ACMSD is a critical enzyme for tryptophan metabolism, and regulates NAD+ biosynthesis from tryptophan. ACMSD is a zinc-dependent amidohydrolase that participates in picolinic acid (PA), quinolinic acid (QA) and NAD homeostasis. ACMSD stands at a branch point of the NAD+ biosynthetic pathway from tryptophan and determines the final fate of the amino acid, i.e., transformation into PA, complete oxidation through the citric acid cycle, or conversion into NAD+ through QA synthesis.
ACMSD has been purified from liver, kidney, and brain human tissues. There are two isoforms ACMSD1 and ACMSD2 derived from a differential splicing of ACMSD gene transcription but only ACMSD1 is endowed with enzymatic activity.

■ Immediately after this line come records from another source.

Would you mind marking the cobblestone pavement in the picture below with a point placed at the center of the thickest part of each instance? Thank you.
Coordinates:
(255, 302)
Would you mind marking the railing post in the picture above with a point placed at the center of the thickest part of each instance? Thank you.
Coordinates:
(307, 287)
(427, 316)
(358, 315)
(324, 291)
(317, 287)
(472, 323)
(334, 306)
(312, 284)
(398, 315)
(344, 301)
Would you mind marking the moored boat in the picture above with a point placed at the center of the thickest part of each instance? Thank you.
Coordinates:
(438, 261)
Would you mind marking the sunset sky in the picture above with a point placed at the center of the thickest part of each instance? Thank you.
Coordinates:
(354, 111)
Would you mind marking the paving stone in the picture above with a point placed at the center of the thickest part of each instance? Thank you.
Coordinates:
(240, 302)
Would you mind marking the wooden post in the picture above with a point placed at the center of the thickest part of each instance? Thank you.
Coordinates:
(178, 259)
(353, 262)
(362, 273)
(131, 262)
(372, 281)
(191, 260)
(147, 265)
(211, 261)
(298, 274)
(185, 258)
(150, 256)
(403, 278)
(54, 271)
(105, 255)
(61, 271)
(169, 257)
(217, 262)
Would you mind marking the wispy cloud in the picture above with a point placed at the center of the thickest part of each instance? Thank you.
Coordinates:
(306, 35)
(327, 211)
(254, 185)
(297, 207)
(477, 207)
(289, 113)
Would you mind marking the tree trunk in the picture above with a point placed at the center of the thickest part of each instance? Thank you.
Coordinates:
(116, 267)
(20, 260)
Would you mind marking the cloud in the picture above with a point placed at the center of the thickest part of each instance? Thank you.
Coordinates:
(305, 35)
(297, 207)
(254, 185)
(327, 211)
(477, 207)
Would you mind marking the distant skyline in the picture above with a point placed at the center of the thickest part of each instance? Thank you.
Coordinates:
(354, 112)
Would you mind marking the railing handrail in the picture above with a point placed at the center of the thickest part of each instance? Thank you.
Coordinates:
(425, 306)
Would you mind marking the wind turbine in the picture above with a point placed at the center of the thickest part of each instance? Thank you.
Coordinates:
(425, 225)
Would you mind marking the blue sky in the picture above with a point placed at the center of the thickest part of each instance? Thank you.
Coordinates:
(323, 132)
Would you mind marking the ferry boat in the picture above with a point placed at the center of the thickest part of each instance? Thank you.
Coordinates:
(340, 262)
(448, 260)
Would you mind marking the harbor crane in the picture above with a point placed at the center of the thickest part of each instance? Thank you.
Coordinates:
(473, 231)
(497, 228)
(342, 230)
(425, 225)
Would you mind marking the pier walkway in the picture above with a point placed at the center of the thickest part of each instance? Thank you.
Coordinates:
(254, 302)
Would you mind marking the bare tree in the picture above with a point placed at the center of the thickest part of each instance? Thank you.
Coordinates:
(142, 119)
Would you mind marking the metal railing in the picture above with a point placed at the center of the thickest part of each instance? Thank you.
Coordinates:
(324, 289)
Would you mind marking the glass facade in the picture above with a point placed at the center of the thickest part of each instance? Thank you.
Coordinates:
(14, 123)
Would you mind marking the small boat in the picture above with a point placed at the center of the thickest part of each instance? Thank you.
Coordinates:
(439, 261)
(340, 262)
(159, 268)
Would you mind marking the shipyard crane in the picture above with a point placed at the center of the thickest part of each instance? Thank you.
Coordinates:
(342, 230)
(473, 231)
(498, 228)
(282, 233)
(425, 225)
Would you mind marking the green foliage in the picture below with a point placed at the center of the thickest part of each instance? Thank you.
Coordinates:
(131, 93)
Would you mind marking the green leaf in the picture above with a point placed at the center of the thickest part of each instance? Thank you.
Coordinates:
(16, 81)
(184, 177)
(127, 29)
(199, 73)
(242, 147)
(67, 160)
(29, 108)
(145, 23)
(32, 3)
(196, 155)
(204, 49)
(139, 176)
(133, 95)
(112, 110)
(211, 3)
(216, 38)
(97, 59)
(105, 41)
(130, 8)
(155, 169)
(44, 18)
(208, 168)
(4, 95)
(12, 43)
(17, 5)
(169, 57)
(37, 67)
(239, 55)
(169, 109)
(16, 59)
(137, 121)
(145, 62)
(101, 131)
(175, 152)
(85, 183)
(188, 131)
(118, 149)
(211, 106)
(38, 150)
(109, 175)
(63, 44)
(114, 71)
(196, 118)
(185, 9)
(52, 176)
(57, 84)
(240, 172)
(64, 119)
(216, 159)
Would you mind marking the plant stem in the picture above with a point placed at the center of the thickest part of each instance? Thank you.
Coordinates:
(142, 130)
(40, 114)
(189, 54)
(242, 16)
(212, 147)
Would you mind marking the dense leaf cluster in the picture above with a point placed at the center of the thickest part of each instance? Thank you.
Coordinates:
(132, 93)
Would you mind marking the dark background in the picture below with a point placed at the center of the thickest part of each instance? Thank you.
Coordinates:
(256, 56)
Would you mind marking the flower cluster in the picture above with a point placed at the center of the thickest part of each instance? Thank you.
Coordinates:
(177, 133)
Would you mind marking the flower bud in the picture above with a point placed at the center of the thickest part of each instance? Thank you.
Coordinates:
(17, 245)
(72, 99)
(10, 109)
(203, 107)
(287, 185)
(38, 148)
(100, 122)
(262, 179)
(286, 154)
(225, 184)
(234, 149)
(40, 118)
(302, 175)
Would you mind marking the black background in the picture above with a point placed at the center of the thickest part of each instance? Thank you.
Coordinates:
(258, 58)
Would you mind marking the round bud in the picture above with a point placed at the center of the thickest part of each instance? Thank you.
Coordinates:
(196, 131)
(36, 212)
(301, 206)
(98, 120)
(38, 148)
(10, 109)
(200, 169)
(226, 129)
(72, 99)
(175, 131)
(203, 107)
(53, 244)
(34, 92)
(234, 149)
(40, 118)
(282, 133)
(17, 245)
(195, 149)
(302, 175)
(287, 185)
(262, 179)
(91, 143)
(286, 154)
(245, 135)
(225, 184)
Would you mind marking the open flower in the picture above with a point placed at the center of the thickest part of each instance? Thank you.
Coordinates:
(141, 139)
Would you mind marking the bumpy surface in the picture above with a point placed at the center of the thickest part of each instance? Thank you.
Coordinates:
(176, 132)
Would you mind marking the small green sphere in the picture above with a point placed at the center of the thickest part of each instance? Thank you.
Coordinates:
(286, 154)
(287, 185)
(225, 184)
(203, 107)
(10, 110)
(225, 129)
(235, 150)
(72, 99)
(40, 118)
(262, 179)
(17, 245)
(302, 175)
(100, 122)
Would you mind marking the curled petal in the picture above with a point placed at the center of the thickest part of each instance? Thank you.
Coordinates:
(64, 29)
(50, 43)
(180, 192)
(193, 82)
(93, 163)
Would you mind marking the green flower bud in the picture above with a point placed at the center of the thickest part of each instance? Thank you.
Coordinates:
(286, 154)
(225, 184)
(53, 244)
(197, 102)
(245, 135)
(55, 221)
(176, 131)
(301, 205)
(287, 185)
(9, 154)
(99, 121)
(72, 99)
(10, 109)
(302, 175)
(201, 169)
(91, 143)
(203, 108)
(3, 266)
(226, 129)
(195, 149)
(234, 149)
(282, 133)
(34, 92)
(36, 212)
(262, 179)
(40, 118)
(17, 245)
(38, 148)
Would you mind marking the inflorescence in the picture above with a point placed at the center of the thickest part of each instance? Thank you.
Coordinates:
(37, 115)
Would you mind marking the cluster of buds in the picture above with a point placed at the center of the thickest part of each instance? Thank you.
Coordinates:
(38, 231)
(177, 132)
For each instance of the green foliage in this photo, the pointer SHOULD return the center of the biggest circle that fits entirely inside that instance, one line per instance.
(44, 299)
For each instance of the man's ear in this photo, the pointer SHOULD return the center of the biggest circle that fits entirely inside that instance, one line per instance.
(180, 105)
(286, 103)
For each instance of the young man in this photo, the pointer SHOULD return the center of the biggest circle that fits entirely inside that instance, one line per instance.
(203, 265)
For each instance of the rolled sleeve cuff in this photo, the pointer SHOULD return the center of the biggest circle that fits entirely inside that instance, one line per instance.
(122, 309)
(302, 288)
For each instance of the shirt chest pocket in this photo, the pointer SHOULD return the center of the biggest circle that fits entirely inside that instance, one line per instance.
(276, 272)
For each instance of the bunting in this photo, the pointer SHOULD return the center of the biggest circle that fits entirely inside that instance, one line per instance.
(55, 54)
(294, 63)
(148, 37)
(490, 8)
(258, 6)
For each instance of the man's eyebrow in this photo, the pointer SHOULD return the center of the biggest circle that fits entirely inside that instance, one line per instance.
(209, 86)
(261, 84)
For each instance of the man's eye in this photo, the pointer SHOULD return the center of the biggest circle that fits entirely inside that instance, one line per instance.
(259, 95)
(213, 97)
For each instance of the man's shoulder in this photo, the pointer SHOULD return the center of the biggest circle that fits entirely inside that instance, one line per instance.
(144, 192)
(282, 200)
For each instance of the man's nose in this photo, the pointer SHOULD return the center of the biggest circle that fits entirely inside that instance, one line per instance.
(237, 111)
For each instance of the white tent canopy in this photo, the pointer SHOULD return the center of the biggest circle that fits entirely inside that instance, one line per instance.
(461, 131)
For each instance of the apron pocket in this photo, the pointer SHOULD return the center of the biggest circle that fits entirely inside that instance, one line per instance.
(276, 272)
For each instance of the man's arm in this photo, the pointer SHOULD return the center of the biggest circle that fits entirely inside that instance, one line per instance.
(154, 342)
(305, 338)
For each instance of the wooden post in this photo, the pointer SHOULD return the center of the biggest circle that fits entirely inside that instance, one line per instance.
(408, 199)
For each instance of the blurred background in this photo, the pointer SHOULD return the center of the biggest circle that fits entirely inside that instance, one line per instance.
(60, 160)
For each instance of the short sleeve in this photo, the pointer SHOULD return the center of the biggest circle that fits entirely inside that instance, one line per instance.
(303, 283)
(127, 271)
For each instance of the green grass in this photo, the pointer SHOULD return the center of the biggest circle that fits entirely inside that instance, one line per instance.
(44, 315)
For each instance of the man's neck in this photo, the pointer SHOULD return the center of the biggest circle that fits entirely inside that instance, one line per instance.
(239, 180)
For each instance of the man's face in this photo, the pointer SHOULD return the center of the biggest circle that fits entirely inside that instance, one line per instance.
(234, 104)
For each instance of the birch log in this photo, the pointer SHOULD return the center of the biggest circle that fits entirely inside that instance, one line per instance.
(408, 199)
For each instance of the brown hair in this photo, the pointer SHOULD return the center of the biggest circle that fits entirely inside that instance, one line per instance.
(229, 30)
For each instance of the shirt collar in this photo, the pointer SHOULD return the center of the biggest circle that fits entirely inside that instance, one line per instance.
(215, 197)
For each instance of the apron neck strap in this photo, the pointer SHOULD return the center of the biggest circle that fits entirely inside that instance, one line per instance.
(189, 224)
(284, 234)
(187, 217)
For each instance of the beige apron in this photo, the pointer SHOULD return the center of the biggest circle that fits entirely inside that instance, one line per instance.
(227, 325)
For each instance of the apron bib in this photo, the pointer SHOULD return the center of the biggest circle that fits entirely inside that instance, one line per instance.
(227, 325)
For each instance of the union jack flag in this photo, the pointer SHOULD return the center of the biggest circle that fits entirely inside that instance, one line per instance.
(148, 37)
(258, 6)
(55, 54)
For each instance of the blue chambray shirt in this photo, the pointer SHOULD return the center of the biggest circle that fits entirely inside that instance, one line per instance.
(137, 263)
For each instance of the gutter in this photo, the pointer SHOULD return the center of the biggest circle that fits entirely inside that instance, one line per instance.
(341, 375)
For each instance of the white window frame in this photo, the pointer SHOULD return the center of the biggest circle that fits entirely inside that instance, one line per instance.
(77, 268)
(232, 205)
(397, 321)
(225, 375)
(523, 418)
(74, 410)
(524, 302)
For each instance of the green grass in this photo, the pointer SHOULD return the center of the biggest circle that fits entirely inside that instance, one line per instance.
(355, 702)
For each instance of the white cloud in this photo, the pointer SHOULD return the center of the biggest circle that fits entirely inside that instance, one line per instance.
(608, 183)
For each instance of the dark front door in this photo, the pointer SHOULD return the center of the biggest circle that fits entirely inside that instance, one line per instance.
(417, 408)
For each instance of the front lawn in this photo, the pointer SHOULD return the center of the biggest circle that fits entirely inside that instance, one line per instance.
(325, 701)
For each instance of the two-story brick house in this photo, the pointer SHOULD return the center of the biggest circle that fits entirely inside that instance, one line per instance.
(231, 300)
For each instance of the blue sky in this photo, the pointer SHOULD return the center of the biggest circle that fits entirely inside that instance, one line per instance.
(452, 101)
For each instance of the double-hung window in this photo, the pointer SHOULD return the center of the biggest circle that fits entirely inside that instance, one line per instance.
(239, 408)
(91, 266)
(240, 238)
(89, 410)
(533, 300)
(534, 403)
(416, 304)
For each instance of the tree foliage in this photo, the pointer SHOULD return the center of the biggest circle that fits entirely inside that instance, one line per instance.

ACMSD1 directs ACMS (α-amino-ω-carboxymuconic acid semialdehyde) to the acetyl-CoA pathway, and when ACMSD1 is inhibited, ACMS is non-enzymatically converted to quinolinic acid (QA) leading to the formation of NAD+ and an increase in the intracellular level of NAD+.
Increased levels of NAD+ have been shown to protect against neuronal degeneration, improve muscle function and oxidative metabolism in mice, and enhance lifespan in worms. Whilst reduced levels of NAD+ have been associated with a range of pathophysiological states including type 2 diabetes (T2D), hyperlipidemia (elevated cholesterol and TAGs), mitochondrial diseases, neutropenia, cancers, and kidney disorders.
The inhibition of ACMSD thus represents a novel approach to increase NAD+ levels and modify disease pathophysiologies associated with defects in NAD+ biosynthesis.